Just to stretch my point one bit further, code is binary, it can be either off or on, or perhaps it can be viewed at a series on 1’s and 0’s. That at the root of everything is what Tech is. That means everything that happens in Tech is a decision, a binary decision. And this is how it all works… Are you signing up – right First Name, Last Name, Email… do you need a password – right use upper and lower case, a number and a symbol… financial details – here we go again.

You can see this binary decision making beautifully on the current COVID Tests Ordering system on the NHS website – the questions you have to go through are very similar to an if/else statement and what that means is that there is nothing outside these decisions – there are no grey areas, there no room for manoeuvre, yes, that is my address, but I won’t be there on Tuesday can you deliver on Wednesday.

As a result, a web developer has to consider every eventuality. Again you can see this happening in something like AI or Robotics, our designers know they want a robotic hoover to work, but they cannot consider all eventualities, every home is different on dozens of different levels from pets to skyscrapers. Designing any electric car is a pain if you live on the 23rd floor of a block of flats.

And so the work goes on… the time is invested in solving all these issues, and our clients worry about dozens of different aspects of their website from SEO to whether web forms work, from the colour of their logo to the tense used in explaining what they offer and everyone is different.

Could it be simpler?

That is an interesting question. Simplicity comes from restriction. If there was only one way to build an eCommerce website would it be simpler?

However, I actually think it could be a lot simpler if only we as humans would be more accommodating and if the ‘profit’ motive of our current world was a lot less prevalent. How and why? Because if we shared our knowledge more – we’d have far less work to do.

Tech is complicated – a web developer writes some code only he knows what he’s written. There is actually no mechanism today to allow anyone to see how he made something work. Compare that to a car built 50 years ago, or a cart built 300 years ago. Never before in human history has so much knowledge been hidden from so many people. We don’t farm, people don’t understand where their food comes from, or how cotton is made or carpentry. the argument runs – they don’t need to, they can concentrate on what they do know, but I would put it to you that we don’t need all this complication, that takes up all our time. I don’t need to have multiple methods of seeing my bank balance. I don’t need a car that drives 1000 miles on one charge, I don’t need all the plastic a supermarket gives me.

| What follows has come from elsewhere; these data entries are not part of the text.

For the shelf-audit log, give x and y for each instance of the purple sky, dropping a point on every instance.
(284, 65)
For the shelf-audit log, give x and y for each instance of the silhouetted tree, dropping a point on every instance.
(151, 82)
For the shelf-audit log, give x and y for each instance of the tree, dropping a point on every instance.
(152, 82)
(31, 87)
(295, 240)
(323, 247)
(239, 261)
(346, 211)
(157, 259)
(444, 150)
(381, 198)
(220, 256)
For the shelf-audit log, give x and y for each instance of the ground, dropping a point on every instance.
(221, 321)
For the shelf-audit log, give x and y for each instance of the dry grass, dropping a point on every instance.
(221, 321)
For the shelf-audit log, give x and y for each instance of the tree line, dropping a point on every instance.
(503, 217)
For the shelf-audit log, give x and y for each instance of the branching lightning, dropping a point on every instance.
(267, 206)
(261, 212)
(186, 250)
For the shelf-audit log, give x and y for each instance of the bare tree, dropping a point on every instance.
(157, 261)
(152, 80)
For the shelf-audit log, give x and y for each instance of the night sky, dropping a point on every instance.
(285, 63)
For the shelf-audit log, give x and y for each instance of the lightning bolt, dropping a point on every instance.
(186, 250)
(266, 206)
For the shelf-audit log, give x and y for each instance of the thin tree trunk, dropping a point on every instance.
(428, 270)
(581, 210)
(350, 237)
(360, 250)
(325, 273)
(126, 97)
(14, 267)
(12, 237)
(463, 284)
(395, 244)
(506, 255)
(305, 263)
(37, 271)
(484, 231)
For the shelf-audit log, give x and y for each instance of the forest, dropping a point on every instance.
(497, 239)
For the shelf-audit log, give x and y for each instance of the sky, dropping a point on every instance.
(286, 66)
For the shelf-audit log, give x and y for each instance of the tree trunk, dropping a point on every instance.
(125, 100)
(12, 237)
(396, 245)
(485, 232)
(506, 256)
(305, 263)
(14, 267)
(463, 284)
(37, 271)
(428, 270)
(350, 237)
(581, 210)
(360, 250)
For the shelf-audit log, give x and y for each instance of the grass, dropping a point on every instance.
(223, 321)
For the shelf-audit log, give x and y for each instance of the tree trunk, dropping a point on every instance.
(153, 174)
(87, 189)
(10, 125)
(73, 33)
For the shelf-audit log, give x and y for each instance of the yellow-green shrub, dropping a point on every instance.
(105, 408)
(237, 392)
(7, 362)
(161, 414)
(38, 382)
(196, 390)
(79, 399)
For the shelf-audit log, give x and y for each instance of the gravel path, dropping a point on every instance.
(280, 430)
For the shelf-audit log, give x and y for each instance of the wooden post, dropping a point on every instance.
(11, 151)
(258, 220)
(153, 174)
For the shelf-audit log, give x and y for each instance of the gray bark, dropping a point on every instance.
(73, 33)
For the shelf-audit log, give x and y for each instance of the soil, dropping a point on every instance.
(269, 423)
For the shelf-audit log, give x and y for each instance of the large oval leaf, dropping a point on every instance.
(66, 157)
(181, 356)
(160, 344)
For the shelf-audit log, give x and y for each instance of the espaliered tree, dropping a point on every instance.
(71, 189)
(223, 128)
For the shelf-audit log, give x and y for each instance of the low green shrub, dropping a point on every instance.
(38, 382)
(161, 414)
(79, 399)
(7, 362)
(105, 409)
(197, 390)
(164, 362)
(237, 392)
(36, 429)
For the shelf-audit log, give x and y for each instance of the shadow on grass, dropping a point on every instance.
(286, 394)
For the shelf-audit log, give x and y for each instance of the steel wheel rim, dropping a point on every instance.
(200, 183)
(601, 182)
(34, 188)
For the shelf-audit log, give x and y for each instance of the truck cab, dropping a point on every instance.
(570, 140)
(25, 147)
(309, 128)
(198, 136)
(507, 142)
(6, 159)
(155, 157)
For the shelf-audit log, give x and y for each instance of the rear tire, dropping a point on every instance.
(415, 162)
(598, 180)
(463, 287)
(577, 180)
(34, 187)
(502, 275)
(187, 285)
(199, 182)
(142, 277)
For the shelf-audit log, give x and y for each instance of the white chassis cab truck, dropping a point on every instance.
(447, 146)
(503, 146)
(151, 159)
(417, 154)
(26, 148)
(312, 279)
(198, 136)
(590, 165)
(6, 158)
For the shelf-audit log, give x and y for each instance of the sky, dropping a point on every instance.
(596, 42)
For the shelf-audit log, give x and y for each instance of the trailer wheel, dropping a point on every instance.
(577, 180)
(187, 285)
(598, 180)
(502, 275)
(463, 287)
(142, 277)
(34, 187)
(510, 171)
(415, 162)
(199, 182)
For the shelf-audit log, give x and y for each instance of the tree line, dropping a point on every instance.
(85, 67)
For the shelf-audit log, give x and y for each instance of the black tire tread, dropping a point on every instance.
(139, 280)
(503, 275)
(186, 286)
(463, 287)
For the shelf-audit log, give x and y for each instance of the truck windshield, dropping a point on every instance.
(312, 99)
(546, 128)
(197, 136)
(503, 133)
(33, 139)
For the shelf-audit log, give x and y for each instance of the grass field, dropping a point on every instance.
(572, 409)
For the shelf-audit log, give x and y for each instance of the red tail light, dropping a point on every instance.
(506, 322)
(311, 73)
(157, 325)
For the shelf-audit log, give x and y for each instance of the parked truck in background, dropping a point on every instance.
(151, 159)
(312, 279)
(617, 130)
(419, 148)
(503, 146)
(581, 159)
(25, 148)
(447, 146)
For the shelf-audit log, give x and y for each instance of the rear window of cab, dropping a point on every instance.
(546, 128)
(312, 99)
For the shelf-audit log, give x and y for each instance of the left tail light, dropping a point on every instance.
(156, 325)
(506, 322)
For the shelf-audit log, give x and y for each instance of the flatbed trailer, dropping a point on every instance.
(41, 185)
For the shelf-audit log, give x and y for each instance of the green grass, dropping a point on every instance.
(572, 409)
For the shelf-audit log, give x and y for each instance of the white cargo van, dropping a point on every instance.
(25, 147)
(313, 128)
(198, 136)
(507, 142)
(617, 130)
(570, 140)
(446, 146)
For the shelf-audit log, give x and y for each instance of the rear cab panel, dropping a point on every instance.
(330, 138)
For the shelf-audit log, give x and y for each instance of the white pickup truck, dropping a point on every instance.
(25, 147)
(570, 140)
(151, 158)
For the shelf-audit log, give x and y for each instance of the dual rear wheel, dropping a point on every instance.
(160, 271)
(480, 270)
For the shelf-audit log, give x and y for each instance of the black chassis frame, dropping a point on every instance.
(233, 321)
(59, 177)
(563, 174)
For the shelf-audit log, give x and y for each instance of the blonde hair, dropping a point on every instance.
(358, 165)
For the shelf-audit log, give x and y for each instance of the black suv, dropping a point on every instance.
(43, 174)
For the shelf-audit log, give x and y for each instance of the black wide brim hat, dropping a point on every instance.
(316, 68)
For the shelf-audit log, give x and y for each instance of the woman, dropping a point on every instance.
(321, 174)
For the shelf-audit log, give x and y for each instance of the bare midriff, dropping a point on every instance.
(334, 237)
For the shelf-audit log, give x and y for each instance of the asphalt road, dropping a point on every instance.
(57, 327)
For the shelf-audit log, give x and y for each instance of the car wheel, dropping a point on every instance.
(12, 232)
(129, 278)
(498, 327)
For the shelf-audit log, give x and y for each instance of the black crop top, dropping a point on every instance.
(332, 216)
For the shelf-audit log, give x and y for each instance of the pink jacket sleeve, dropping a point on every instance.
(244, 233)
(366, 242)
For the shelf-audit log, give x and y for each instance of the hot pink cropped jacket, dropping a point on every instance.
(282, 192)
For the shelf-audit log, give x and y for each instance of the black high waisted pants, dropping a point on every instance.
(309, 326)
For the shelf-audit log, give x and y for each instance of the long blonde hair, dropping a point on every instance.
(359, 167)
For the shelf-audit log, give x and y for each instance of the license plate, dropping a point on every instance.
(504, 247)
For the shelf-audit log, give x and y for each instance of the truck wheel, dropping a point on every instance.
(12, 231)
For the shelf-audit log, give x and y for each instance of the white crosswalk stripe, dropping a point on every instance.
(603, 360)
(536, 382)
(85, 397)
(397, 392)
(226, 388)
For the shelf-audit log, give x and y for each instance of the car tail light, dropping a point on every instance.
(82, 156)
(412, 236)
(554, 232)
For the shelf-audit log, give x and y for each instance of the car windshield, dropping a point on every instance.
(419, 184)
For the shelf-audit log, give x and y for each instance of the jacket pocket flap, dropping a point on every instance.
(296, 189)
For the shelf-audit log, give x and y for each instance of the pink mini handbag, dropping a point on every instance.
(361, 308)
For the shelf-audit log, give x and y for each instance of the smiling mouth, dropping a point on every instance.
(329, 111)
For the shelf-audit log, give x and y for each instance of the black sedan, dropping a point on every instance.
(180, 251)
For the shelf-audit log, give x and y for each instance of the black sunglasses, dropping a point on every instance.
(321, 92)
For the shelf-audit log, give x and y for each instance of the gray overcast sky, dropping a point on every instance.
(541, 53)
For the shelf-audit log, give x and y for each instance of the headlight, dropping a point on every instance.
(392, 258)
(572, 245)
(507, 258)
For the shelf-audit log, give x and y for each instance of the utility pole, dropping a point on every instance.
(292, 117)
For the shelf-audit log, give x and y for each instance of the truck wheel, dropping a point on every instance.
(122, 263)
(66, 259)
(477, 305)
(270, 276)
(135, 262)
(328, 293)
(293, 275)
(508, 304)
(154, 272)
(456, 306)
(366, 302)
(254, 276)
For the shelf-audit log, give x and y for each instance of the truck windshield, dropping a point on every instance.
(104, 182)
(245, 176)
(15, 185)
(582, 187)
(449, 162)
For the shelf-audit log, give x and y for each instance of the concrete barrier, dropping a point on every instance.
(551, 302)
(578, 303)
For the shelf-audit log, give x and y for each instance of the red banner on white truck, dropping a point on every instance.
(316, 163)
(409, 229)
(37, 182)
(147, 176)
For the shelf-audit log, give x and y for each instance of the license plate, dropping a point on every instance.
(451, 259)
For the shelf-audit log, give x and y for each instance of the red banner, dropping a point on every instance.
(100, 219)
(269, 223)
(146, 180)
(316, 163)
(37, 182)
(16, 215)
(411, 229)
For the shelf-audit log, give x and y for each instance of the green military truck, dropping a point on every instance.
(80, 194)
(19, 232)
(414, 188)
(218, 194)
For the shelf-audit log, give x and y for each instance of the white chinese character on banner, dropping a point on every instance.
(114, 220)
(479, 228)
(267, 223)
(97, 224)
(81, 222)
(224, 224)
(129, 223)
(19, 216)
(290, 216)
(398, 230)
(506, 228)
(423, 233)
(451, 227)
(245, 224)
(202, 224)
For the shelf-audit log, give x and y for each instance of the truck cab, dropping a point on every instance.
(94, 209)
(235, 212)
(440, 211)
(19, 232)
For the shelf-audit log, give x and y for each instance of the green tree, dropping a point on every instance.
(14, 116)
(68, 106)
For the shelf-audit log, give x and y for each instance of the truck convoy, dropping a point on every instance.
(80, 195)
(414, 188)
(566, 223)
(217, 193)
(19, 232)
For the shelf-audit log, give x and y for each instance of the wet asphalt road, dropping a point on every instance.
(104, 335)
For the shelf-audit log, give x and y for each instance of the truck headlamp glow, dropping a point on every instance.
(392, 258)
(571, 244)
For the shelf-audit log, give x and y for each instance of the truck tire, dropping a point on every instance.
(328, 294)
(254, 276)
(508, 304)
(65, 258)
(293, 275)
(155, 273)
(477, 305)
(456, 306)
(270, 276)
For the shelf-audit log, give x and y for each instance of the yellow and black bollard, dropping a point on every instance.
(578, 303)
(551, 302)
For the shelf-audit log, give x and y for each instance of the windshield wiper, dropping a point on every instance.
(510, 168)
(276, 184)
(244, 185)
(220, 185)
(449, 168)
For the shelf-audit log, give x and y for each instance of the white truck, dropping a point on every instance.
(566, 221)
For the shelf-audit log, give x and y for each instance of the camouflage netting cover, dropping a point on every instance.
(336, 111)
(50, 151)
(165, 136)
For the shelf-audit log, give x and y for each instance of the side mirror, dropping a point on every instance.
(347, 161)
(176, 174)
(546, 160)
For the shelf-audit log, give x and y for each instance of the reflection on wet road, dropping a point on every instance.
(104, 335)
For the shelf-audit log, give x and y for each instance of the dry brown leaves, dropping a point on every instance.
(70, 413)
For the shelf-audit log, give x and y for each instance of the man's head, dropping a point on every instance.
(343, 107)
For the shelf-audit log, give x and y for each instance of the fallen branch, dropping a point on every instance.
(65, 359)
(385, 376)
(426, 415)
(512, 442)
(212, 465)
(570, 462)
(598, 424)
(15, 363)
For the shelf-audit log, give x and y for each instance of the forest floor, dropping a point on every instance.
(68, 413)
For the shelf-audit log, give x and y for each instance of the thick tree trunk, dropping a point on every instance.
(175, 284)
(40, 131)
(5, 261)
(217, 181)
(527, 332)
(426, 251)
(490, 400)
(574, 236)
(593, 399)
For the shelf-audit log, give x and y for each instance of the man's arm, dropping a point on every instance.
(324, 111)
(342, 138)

Tim Burners-Lee the founder of the web summed it up nicely, the concept of the web was that people would hyperlink their knowledge to connect to other peoples knowledge. i.e. you shared your knowledge. Instead, we’ve built a web that demands we spend all our time on a small selection of websites, preferably ones that are super secure and offer the least amount of real value to us at all.

Web costs are skyrocketing, more so due to the pandemic, but the main reason for it is that we’re building the binary decision-maker into everything we do, it means a vastly more complicated world and one with ultimately less choice for a lot more money.